Creamy yet light, sweet, and savory with a big (soft) garlic flavor, this is such a rewarding soup to eat. It tastes like you cooked it all day and looks unique, but as with most of my recipes, it's an unfussy recipe--you won't be standing at the stove stirring for an hour.
(I do highly recommend sturdy artisan bread for dunking.
Notes:
SPINACH PESTO SWIRLED BUTTERNUT SQUASH SOUP
Ingredients: 3 cups chopped butternut squash, 1 head of garlic, 1-2 tbsp. olive oil, 1/2 tsp. sea salt, 1/2 tsp. pepper, 1 tsp. dried basil, 14 ounces coconut milk, 2 cups chicken stock.
For the Spinach Pesto: 3 cups baby spinach leaves, 1/4 cup pine nuts (or walnuts), 2 tsp. minced garlic, 1/3 cup grated Parmesan cheese, 1/3 cup olive oil, 1/4 cup lemon juice, sea salt, and pepper to taste.
Serves 4.
1. Preheat the oven to 400* F. Line a baking sheet with parchment paper.
2. Place chopped butternut squash on the baking sheet, drizzle with olive oil, then season with salt, pepper, and basil. Slice the top off of the head of garlic (not the stem end) and drizzle with a bit of olive oil. Wrap in foil and place on the baking sheet with the squash.
2. Roast the squash for 30 minutes or until fork tender and caramelized. Remove the squash to a blender. Unwrap the garlic (give it a minute or two to cool), then squeeze the soft cloves directly into the blender. Add the coconut milk and chicken stock and blitz until smooth.

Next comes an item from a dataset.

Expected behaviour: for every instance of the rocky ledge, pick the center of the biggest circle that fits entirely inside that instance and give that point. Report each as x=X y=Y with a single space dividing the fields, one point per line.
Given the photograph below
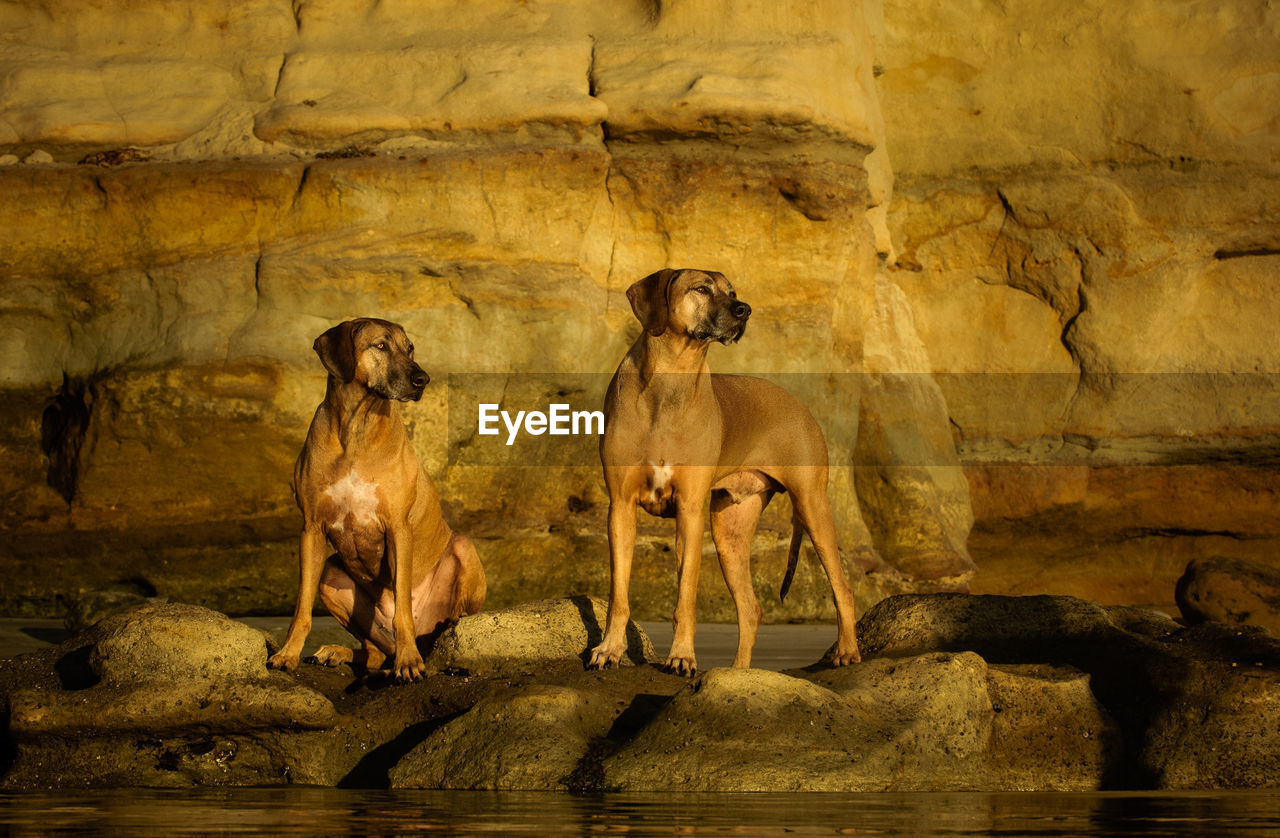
x=956 y=692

3. Pour the soup into a deep saucepan and heat over a simmer for 10-15 minutes, seasoning to taste with salt and pepper.
4. Meanwhile, make the Spinach Pesto: first, blend the spinach and nuts in a food processor until finely chopped. Add the oil, lemon juice, garlic, and Parmesan cheese and continue to process until smooth, about a minute or so.

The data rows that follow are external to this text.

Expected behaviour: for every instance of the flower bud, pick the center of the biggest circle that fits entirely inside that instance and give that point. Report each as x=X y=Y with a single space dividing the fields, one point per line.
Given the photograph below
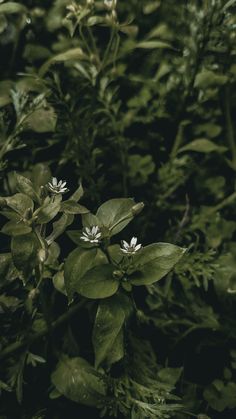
x=117 y=274
x=42 y=255
x=3 y=202
x=33 y=293
x=137 y=208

5. Serve the soup by ladling it into bowls, adding a few dollops of pesto over the top, and swirling it in.
TIPS:
If you use fresh butternut squash, buy a large one. Peel it with a vegetable peeler to remove the tough skin. Cut the ends off, stand it upright, and halve it lengthwise. Scape out the seeds, then proceed with chopping into two-inch pieces.
To make the soup extra-savory: add 1 small quartered onion to the baking sheet with the squash.